S&P 500 Spiders September 123 puts (from July 2012)

Wynn Resorts September 80 puts (from August 2012)  

Apollo Group September 24 puts (from August 2012)

Bank of America January 12.50 calls 2013 (from March 2012)



These trades are NOT recommendations.  They are trades that we like but have not added to the portfolio as an official recommendation because of market conditions or because we are waiting for better entry prices.  We try not to have more than 12-15 open trades at any one time which is why we created a Watch List.  We will not list entry prices because these stocks are on the verge of breaking out or they could sell off but these are the trades we are watching as new candidates.


AOL (AOL, $32.92, up $0.13)

September 33 calls (AOL120922C00033000, $0.80, flat)

September 32 puts (AOL120922P00032000, $0.60, down $0.10)

Thoughts:  Watch for a move below $31 to possibly play the puts while a break above $33 could be used to play another breakout.  A strangle option trade could also be created by using both options.

 Netflix (NFLX, $63.16, down $0.89)

September 72.50 calls (NFLX120922C00072500, $0.60, down $0.20)

Thoughts:  Watch for a break above $67 before going long.  A move below $62.50 would be bearish.

Fusion-io (FIO, $29.12, up $0.13)

September 32 calls (FIO120922C00032000, $0.65, down $0.05)

Thoughts:  A break above $30 might get us back in these call options to play a run to $32.  A move below $27 would be bearish.

Broadcom (BRCM, $35.35, up $0.14)

September 36 calls (BRCM120922C00036000, $0.70, up $0.05)

September 33 puts (BRCM120922P00032000, $0.40, down $0.05)

Thoughts:  The 52-week high is $39.66.  We would wait until shares clear $36 before going long and on a break below $34 we might look to go short.
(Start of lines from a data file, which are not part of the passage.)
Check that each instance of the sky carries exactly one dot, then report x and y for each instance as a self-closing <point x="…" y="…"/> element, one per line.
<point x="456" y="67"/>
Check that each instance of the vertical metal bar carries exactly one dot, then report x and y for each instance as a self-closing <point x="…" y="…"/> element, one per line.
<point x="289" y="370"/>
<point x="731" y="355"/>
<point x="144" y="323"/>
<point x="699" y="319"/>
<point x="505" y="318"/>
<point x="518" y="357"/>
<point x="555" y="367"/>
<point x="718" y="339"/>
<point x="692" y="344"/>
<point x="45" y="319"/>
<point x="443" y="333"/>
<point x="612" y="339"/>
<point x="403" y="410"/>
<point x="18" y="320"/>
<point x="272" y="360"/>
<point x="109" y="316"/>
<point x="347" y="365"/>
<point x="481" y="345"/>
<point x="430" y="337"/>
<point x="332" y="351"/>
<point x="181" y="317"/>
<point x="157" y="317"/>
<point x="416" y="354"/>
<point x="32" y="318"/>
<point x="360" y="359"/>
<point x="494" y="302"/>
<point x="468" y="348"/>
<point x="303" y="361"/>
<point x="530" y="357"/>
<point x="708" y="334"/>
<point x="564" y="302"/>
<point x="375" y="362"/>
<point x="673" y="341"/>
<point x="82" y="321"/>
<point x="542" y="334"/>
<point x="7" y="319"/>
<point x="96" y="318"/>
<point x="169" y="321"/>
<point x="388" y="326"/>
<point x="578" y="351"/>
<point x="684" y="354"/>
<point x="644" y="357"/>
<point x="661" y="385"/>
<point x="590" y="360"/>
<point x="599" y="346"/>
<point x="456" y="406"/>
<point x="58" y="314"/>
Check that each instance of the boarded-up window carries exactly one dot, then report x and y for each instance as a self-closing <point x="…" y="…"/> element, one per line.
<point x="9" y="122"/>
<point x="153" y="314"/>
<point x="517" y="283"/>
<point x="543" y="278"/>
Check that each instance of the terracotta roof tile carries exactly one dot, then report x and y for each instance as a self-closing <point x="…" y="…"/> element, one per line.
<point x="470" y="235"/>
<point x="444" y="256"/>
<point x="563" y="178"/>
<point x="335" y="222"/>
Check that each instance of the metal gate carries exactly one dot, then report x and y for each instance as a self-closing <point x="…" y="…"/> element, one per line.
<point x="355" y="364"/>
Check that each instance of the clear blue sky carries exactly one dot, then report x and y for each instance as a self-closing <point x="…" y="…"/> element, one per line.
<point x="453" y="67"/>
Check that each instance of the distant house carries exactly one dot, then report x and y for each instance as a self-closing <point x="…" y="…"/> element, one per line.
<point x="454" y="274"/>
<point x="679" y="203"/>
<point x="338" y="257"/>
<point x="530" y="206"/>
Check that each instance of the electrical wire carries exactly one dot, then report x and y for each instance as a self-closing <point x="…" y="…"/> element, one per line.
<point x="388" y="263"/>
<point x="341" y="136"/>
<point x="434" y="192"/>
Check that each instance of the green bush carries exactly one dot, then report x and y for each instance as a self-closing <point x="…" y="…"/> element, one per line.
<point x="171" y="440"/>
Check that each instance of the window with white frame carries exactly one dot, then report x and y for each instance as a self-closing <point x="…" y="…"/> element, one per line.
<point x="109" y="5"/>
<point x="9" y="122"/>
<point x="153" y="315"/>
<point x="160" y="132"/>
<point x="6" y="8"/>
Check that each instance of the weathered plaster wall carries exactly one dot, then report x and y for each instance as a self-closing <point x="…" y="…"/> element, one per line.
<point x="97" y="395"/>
Akamai Technologies (AKAM, $37.10, down $0.03)

September 38 calls (AKAM120922C00038000, $0.90, flat)

November 45 calls (AKAM121117C00045000, $0.70, flat)

January 45 calls (AKAM130119C00045000, $1.25, flat)

Action:  A close below $37 would be bearish and could get $35 in play while a break above $38-$39 could send shares into blue-sky territory.